In one of the coldest springs in recent memory, our friend Allison plans her first garden. The counter-intuitive nature of this project fits her down to a tee.
She completed her master’s degree with a prize-winning thesis, then left her boyfriend, bought an old house, and went to work at the local office supply store.
That’s Allison. Something restless in her, indeed.
She arrives at Jeeves’ house late one chilly spring morning to tour the garden. Not sure what to expect, exactly, Allison imagines something out of a gardening magazine, intimidating in its design, abundance, perfection.
As it turns out, only one of those words holds true: abundance.
“It’s all a grand experiment,” Jeeves says as she pushes a burgeoning shrub out of the way so they can access the back area. The branches, wet from rain, streak them with cold water. “Sorry,” Jeeves apologizes. “I really should cut that back, but after it blooms. I’ll sacrifice comfort for flowers every time.” Her laugh is muffled by greenery and damp.
The two women come around the corner of the house. In this moment, the garden belongs to the tulips. They are everywhere, random lollipops of bright red, yellow streaked with scarlet, pale pink, deep purple. “I plant a few more each fall,” Jeeves explains, “and the critters do the rest. They move the bulbs around, I’m convinced of it, so each spring is a complete surprise to me where the flowers pop up.”
Allison takes it all in, wide-eyed. She flashes on a visual memory of her mother’s garden, each plant standing in its own place, surrounded by red lava rock: a museum exhibit, pristine and tidy compared to this riot of shape and color.

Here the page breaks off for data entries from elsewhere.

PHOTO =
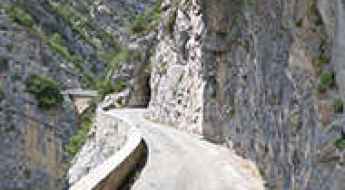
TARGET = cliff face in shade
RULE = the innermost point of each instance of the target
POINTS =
(263, 76)
(50, 45)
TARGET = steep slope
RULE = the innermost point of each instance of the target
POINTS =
(263, 76)
(47, 47)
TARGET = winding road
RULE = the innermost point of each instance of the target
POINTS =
(180, 161)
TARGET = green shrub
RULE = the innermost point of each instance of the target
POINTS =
(327, 80)
(338, 106)
(45, 90)
(147, 21)
(78, 140)
(20, 16)
(340, 143)
(57, 44)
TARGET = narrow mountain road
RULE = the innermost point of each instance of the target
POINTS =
(180, 161)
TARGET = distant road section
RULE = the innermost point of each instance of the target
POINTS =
(180, 161)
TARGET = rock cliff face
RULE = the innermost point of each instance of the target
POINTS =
(265, 76)
(50, 45)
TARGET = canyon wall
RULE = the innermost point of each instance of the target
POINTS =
(263, 76)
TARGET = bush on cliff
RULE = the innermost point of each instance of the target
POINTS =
(46, 91)
(20, 16)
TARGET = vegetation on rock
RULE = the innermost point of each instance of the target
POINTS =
(146, 21)
(327, 80)
(338, 105)
(46, 91)
(78, 140)
(20, 16)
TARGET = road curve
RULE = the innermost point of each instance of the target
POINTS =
(180, 161)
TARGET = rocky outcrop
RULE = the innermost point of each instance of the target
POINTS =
(69, 42)
(259, 75)
(31, 139)
(106, 137)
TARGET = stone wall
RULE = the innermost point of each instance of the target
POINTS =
(251, 73)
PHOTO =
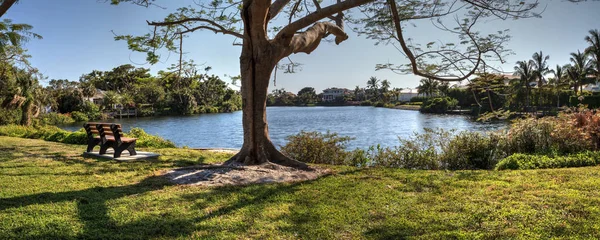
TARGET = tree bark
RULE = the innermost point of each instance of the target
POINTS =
(257, 61)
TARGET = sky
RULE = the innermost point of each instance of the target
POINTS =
(78, 38)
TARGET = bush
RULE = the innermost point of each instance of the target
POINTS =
(438, 105)
(422, 151)
(316, 147)
(208, 109)
(91, 110)
(146, 140)
(419, 99)
(48, 133)
(472, 150)
(54, 119)
(8, 116)
(366, 103)
(592, 101)
(549, 135)
(79, 116)
(525, 161)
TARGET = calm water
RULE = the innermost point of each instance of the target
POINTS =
(369, 125)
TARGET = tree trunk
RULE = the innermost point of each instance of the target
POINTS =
(26, 112)
(257, 61)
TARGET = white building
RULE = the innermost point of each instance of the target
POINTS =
(592, 87)
(331, 94)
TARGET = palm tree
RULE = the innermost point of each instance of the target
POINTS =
(428, 86)
(525, 70)
(373, 86)
(594, 50)
(581, 67)
(539, 62)
(357, 93)
(557, 82)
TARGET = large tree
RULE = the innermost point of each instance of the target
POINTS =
(267, 39)
(594, 50)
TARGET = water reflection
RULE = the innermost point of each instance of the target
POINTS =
(368, 125)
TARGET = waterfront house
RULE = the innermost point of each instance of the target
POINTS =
(331, 94)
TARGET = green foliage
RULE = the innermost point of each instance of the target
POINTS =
(9, 116)
(55, 134)
(146, 140)
(547, 135)
(591, 101)
(438, 105)
(55, 119)
(183, 102)
(79, 116)
(527, 161)
(418, 99)
(46, 183)
(209, 109)
(366, 103)
(91, 110)
(316, 147)
(48, 133)
(472, 150)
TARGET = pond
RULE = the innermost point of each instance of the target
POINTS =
(368, 125)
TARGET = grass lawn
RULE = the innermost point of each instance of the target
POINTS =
(47, 190)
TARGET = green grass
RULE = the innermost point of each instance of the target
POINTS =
(48, 191)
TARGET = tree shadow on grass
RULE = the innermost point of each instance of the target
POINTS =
(93, 213)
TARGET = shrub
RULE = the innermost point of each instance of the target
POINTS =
(438, 105)
(316, 147)
(55, 134)
(366, 103)
(8, 116)
(146, 140)
(472, 150)
(54, 119)
(91, 110)
(419, 99)
(208, 109)
(525, 161)
(592, 101)
(79, 116)
(48, 133)
(561, 135)
(421, 151)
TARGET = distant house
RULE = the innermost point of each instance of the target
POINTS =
(331, 94)
(592, 87)
(98, 98)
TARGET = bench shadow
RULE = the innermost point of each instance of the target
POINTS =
(93, 213)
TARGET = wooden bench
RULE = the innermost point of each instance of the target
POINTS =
(108, 135)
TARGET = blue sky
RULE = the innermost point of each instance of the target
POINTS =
(78, 39)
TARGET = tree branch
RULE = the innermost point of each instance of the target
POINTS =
(413, 59)
(289, 30)
(218, 29)
(6, 4)
(276, 8)
(309, 40)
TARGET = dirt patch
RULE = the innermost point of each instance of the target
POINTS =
(216, 175)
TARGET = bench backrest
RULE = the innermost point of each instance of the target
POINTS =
(103, 129)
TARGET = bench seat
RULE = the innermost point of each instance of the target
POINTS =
(108, 135)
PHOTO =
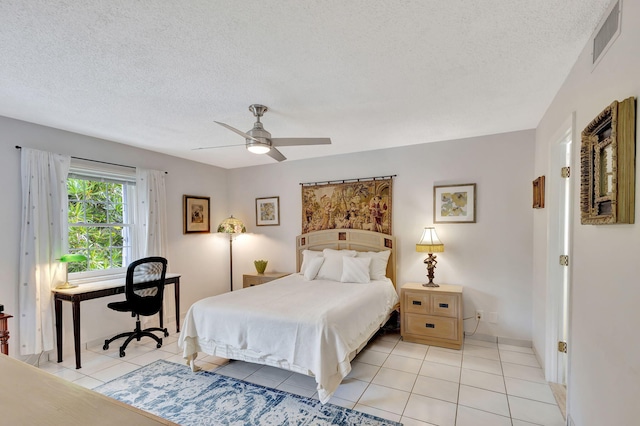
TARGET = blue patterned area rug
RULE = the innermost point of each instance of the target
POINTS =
(172, 391)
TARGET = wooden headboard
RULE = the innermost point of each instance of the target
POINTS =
(348, 239)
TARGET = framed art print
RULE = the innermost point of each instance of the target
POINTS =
(454, 203)
(268, 211)
(196, 214)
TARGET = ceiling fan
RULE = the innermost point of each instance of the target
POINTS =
(259, 141)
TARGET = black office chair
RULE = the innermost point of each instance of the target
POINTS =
(144, 289)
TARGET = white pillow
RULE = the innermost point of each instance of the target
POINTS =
(313, 266)
(379, 260)
(307, 255)
(331, 269)
(355, 269)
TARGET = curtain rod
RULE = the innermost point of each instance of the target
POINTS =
(329, 182)
(98, 161)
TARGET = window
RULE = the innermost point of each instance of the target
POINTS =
(100, 221)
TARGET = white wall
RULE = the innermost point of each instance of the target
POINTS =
(202, 259)
(491, 258)
(604, 381)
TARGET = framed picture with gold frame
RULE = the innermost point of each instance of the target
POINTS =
(196, 212)
(268, 211)
(454, 203)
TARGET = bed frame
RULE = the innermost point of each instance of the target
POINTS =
(348, 239)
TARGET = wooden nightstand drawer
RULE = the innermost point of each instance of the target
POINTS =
(431, 315)
(416, 302)
(249, 280)
(431, 326)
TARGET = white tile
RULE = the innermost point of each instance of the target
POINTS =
(480, 379)
(296, 390)
(378, 413)
(468, 416)
(384, 398)
(411, 350)
(88, 382)
(363, 371)
(483, 399)
(525, 389)
(481, 352)
(477, 342)
(114, 371)
(403, 363)
(523, 372)
(381, 346)
(444, 357)
(440, 371)
(372, 357)
(519, 358)
(351, 390)
(431, 410)
(436, 388)
(535, 412)
(395, 379)
(512, 348)
(482, 364)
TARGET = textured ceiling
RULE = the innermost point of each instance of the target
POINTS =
(369, 74)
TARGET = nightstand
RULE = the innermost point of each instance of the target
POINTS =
(249, 280)
(431, 315)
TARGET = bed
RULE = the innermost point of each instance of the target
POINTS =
(311, 322)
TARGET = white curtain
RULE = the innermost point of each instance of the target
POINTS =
(43, 242)
(151, 223)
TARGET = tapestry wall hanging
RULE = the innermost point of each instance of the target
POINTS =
(354, 204)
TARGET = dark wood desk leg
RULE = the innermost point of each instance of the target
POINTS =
(58, 310)
(75, 306)
(176, 288)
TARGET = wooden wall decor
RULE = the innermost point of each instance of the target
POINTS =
(607, 160)
(538, 193)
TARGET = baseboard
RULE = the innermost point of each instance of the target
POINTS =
(500, 340)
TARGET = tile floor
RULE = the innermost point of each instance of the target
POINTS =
(482, 384)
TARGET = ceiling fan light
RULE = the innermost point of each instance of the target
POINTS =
(258, 148)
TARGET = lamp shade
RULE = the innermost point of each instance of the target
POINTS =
(231, 225)
(430, 243)
(73, 258)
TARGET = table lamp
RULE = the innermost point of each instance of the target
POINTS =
(231, 226)
(66, 259)
(430, 243)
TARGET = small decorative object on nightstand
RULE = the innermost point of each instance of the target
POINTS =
(430, 243)
(431, 316)
(249, 280)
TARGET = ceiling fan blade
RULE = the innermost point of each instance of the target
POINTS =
(276, 155)
(241, 133)
(212, 147)
(300, 141)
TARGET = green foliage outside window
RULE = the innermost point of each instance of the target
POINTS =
(96, 224)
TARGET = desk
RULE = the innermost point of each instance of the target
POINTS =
(4, 333)
(93, 291)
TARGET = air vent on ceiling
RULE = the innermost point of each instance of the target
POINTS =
(607, 33)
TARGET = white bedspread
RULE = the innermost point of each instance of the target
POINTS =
(310, 327)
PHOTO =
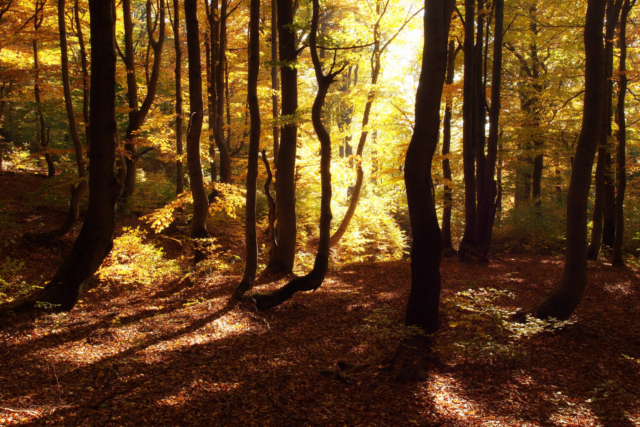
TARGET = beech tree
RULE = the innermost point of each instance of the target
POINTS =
(426, 250)
(566, 297)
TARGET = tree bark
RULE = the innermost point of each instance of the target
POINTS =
(43, 134)
(422, 307)
(275, 84)
(468, 242)
(447, 247)
(618, 258)
(487, 204)
(96, 237)
(251, 238)
(566, 297)
(286, 229)
(194, 166)
(314, 279)
(603, 174)
(179, 109)
(138, 114)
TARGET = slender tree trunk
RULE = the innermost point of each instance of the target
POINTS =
(138, 114)
(275, 84)
(487, 205)
(468, 155)
(314, 279)
(283, 257)
(447, 247)
(43, 134)
(85, 71)
(179, 112)
(78, 190)
(251, 238)
(604, 180)
(194, 166)
(96, 237)
(422, 307)
(618, 258)
(565, 298)
(223, 147)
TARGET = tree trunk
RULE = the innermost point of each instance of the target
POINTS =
(603, 175)
(487, 205)
(85, 71)
(283, 257)
(565, 298)
(251, 238)
(618, 258)
(468, 155)
(43, 134)
(223, 147)
(78, 190)
(96, 237)
(314, 279)
(179, 112)
(137, 115)
(275, 84)
(447, 247)
(196, 179)
(422, 307)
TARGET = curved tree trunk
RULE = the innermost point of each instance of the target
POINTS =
(447, 247)
(283, 256)
(314, 279)
(43, 134)
(96, 237)
(85, 71)
(194, 166)
(138, 114)
(422, 307)
(565, 298)
(618, 258)
(488, 203)
(179, 110)
(603, 174)
(251, 237)
(468, 242)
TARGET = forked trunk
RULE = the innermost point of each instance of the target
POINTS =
(426, 250)
(565, 298)
(314, 279)
(251, 238)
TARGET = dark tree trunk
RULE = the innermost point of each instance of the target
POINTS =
(487, 205)
(96, 237)
(605, 193)
(565, 298)
(283, 257)
(194, 166)
(447, 247)
(223, 147)
(43, 134)
(251, 238)
(468, 242)
(426, 250)
(618, 259)
(314, 279)
(85, 71)
(78, 190)
(179, 112)
(275, 84)
(137, 115)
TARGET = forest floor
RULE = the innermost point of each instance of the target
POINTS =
(175, 352)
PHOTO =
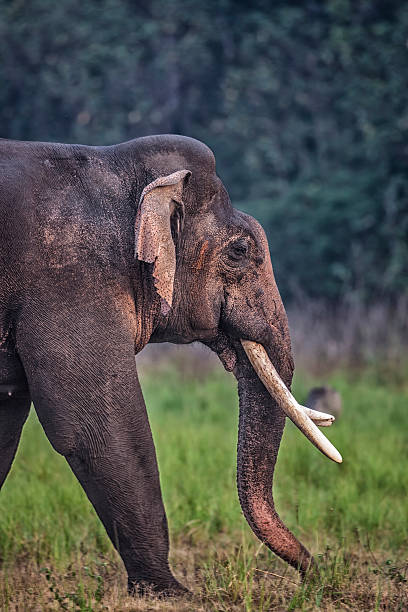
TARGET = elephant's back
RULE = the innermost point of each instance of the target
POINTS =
(60, 213)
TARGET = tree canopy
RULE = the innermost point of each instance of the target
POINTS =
(303, 103)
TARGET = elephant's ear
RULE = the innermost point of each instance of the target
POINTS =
(161, 203)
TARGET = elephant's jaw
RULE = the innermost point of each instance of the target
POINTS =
(304, 418)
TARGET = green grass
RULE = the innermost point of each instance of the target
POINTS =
(353, 515)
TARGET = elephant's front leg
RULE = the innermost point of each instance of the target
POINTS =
(122, 482)
(86, 393)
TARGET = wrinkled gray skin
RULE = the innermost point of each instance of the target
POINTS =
(75, 306)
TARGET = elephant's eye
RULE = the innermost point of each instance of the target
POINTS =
(238, 250)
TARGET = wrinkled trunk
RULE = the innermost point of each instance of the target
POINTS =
(261, 424)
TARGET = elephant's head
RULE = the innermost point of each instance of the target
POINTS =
(214, 283)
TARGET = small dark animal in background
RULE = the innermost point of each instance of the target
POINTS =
(325, 399)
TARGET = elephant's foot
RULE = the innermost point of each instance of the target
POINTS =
(137, 588)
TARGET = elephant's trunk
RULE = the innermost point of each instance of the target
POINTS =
(261, 424)
(302, 417)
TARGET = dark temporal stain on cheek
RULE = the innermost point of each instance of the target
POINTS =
(199, 263)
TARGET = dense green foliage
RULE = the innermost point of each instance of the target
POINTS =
(338, 511)
(304, 104)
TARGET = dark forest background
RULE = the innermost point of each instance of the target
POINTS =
(304, 103)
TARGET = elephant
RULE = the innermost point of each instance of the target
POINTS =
(103, 250)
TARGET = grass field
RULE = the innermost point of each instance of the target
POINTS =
(55, 555)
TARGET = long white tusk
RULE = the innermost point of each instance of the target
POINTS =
(322, 419)
(278, 390)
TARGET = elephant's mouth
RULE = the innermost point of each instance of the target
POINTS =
(304, 418)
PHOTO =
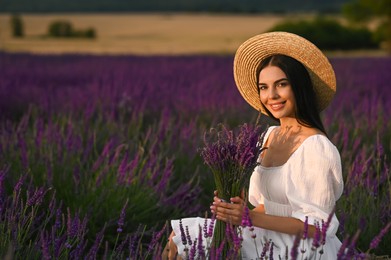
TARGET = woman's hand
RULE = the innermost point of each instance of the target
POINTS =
(230, 212)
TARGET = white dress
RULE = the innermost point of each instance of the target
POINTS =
(308, 184)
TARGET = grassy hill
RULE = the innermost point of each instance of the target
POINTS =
(231, 6)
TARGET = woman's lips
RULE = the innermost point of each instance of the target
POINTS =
(277, 106)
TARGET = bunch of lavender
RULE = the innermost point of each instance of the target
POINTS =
(232, 156)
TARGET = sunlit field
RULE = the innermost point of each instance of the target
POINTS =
(147, 34)
(98, 152)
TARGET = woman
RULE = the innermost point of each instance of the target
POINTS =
(299, 178)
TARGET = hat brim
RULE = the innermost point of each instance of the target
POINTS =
(251, 53)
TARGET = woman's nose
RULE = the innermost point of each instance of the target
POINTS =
(273, 94)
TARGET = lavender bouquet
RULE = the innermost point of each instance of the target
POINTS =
(232, 156)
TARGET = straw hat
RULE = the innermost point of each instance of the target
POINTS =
(250, 54)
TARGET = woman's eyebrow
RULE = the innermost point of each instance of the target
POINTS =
(275, 82)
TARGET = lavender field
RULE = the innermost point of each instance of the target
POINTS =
(98, 152)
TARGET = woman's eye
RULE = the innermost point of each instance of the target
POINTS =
(283, 84)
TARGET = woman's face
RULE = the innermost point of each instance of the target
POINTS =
(276, 93)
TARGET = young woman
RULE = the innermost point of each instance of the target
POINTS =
(299, 177)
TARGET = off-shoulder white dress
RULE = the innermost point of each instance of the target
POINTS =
(308, 184)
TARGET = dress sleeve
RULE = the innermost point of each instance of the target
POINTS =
(315, 182)
(254, 193)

“It is all a bit much, isn’t it,” Jeeves says, again reading Allison’s thoughts. “Just remember: a garden is an ongoing conversation between you and mother nature. Sometimes it’s more of an argument; other times, it’s a shared meditation. It’s never exactly the same two days in a row. Like being married, in fact.” Jeeves laughs again, and Allison finds herself joining in.
This might be the only time I look forward to getting married, she thinks.
“Good morning, Jeeves!” a cheery male voice calls out.
“Oh, hullo, love!” Jeeves replies, as a young man emerges into the tulip-bedecked space. “Allison, this is Emil. He helps me out around the place.”